Meredith Monk: a multimedia trip through American myth and history

Every so often, Meredith Monk summons all her many talents - as composer, choreographer, singer, dancer, director - and weaves the lot of them into a major theater piece. The latest is a leisurely, gentle, and fascinating show called''Specimen Days,'' running through early January at the Public Theater. Rooted in the past and clearly concerned about the future, it plunges through American myth and history like a multimedia time machine.

Not surprisingly, ''Specimen Days'' is based on Miss Monk's unique musical style, which informs the entire sound and structure of the work. For those who have never heard it, this is a hard style to imagine, incorporating a wide variety of tones and textures not normally found in Western music, ranging in effect from folksong to birdsong.

Though she originally developed her techniques through experiments with her own voice, Miss Monk has been writing for an ensemble lately, and in ''Specimen Days'' both choral and solo singing are artfully integrated into the flow of the performance.

This could portend further popularity for the unique Monk artistry, which is currently in evidence on a splendid new record called ''Dolmen Music'' (ECM-1- 1197) and will regale a wide audience when Monk and company set off next month on a major tour of the West Coast and Europe.

''Specimen Days'' takes its title from Walt Whitman, and most of its important images come from Whitman's era, around the time of the Civil War. In many scenes, the show seems concerned with the miseries people cause themselves, a theme which is eloquently summed up by the looming memory of a war that pitted brother against brother. At one point the stage is covered with miniature tents, like a battlefield at dawn, until a giant cannonball comes careening through the room and mows them down. Later, on a movie screen, a turtle stalks through deserted city streets, and it is clear we have left the Civil War for World War III - when only the thickest of skins will have any chance of surviving.

''Specimen Days'' comprises far more than melancholy memories and apocalyptic forebodings, however. Most of the dominant images are attractively nostalgic, recalling a time that seems to have been more inviting in many ways, when life moseyed along at a turtle's comfortable pace. Families group for photographs, gather around dinner tables, and care for their loved ones.
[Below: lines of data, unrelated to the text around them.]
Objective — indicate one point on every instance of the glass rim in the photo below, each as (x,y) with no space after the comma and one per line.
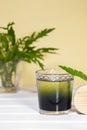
(51,71)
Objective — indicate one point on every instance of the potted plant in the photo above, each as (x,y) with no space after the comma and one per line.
(13,50)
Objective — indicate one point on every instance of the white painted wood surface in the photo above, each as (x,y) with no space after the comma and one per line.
(19,111)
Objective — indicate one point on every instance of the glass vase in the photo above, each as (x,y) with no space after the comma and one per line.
(8,77)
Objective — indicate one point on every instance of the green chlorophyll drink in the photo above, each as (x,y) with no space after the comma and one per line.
(55,92)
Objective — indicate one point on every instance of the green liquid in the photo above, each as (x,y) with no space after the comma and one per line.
(55,96)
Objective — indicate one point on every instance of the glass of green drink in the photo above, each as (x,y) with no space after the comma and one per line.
(54,91)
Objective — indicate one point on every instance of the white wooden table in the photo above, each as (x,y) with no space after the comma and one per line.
(19,111)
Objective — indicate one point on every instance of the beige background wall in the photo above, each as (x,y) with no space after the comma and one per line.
(69,17)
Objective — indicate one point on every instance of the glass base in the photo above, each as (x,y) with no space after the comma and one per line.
(54,112)
(8,90)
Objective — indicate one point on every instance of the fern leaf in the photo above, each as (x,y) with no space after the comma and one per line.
(74,72)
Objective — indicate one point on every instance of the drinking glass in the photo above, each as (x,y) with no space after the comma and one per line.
(54,91)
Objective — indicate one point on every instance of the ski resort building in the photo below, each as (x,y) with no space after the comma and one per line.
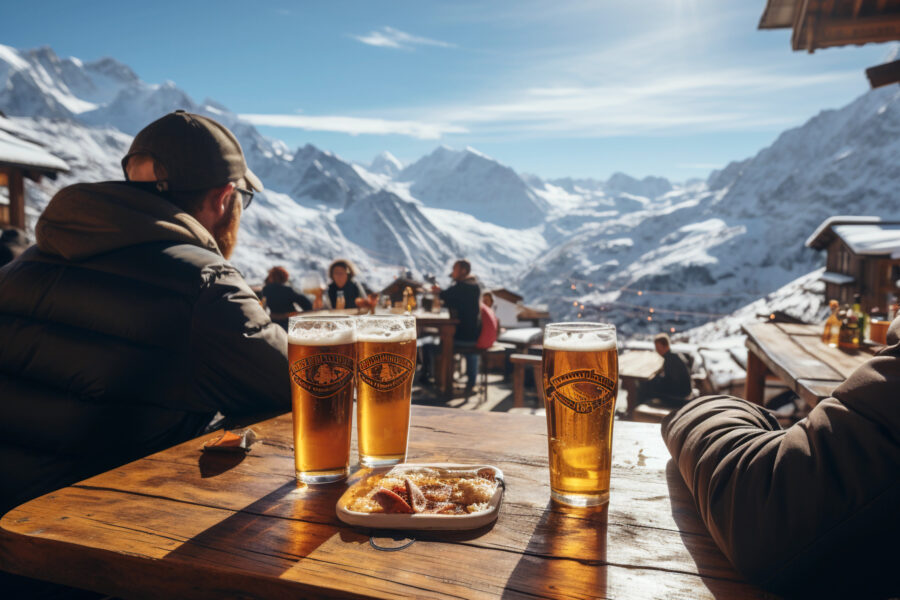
(863,258)
(21,158)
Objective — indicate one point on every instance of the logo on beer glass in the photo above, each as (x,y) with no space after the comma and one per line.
(584,390)
(385,371)
(322,374)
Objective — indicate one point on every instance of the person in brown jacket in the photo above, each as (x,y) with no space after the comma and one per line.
(812,510)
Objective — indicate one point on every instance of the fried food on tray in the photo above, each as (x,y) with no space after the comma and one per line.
(426,490)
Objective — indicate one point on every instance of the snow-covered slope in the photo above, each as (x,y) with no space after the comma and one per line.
(386,164)
(610,250)
(473,183)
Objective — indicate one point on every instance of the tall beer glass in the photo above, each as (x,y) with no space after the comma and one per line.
(322,359)
(386,348)
(580,385)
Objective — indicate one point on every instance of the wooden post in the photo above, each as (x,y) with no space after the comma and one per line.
(16,199)
(755,387)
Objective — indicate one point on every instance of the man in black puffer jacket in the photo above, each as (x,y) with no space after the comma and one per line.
(125,329)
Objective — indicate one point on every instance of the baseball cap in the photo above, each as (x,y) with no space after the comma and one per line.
(197,152)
They are specimens all, and we are invited to examine them in all their bittersweet, sad-glad, good-bad complexity.

Yet there's no mistaking a delicate sadness at the heart of the show. In the very first scene, the actors are presented to the audience like figurines at a gallery. Later, in a dark echo of this moment, a black slave is displayed on an auction block. And in the end, there's nothing to see but that lumbering turtle, inheriting the earth after the last of all civil wars.

The images of ''Specimen Days'' are linked by Miss Monk's own presence, as a character loosely based on composer Louis Moreau Gottschalk. Elegantly attired in formal clothing, she sings evocative solos at a grand piano, does a shuffle-off-to-everywhere dance, and takes her place in unexpected vignettes.

This device is not entirely satisfactory, as it never quite settles Miss Monk as either a master of ceremonies or a participant in the action. It's a compromise, and it looks like one, especially by comparison with the other dramatic elements of the show, which are thoughtfully conceived and smoothly executed.

There is no gainsaying the musical richness of the work, though, from its keening start to its clamorous finale, culminating in a poignant collision between one of Miss Monk's most exquisite compositions - the ''Turtle Dreams'' waltz - and the insistent sound of Gottschalk's piano.

Among the regular Monk collaborators in the cast are Andrea Goodman as a Southern mother, Robert Een as a Northern grandfather, and Paul Langland as, among other things, a tree. Ronnie Gilbert of the Winter Project and Nicky Paraiso, a colleague of Jeff Weiss, are some of the other performers who have mastered Miss Monk's unusual vocal and gestural demands. Robert Withers made the films starring the aforementioned turtle, whose name is not listed in the program.